Signaling a desire for La Salle Avenue business owners to reach consensus on what the future of the area should look like, the city of Waco Plan Commission again tabled a proposal Tuesday that would call for new regulations on the types of businesses and buildings allowed there in the coming decades.

Discussions of the proposal, which includes the phasing out of automotive and manufacturing businesses found on La Salle Avenue now, will continue at least until the commission’s next meeting April 23.

In January, the Plan Commission tabled a vote on the matter, and supporters pledged to ensure all parties were informed of the proposal and given a platform to voice concerns.

An informal meeting of stakeholders that followed was not productive, city leaders have said.

Dennis Smith, owner of Bebrick Collision Care Center at 1515 La Salle Ave., said the meeting was a “catastrophe.” Smith, along with more than a dozen other La Salle advocates, attended the Tuesday meeting in opposition of the proposal.

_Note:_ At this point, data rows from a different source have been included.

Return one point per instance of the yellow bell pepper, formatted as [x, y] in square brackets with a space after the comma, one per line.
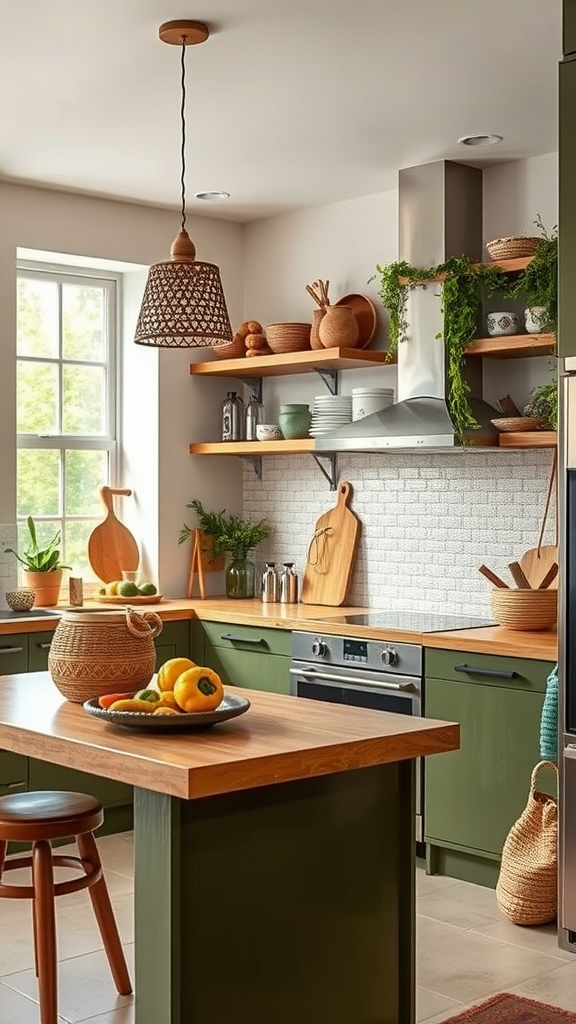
[199, 689]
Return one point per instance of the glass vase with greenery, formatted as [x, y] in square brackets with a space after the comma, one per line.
[235, 537]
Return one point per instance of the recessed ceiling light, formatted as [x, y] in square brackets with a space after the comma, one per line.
[212, 197]
[481, 139]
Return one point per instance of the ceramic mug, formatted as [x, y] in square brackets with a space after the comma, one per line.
[502, 324]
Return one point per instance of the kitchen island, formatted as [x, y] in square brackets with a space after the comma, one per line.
[274, 854]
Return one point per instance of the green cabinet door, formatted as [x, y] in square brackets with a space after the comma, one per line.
[567, 202]
[475, 795]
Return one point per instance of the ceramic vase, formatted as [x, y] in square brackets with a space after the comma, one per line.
[338, 328]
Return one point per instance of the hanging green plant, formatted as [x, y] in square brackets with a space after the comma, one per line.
[537, 285]
[464, 284]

“I hope it gets resolved,” Smith said. “I hope there can be a happy medium, but I don’t know where it’s going to be.”

David Mercer, who helped craft the proposal and owns Unlimited Self Storage at 1620 La Salle Ave., said another community meeting is scheduled for April 4, and changes to the proposed ordinance are expected to be discussed then.

The proposal is meant to usher in a new era for the South Waco thoroughfare. The vision includes new businesses and a walkable area that would attract tourists. Among other businesses, auto shops, manufacturing facilities and sexually-oriented businesses would be banned from the area. Current businesses of that type would not be affected, but expansion plans could be.

The proposal also includes updated building design standards and wider sidewalks for a more pedestrian-friendly area.

Opponents have said they worry about the futures of their businesses and confusion surrounding their abilities to expand.

Shipping containers

The Plan Commission also approved a slate of compatibility standards outlining regulations of shipping containers in residential areas.

City planning director Clint Peters described the proposed regulations to the city council on Tuesday. The council is scheduled to consider the standards April 16.

Under the proposal, structures that use shipping containers would be subject to height, width and architectural requirements based on characteristics of nearby properties.

Masonry, glass, wood, or siding would also have to completely cover the container. This adjustment was made since last week, when District 4 Councilman Dillon Meek said he would be OK with shipping container homes as long as containers are not visible.

Plan Commission Chairman Reggie Richardson said he believes the proposed ordinance would allow for creativity and innovation and address concerns about the exterior look of shipping containers.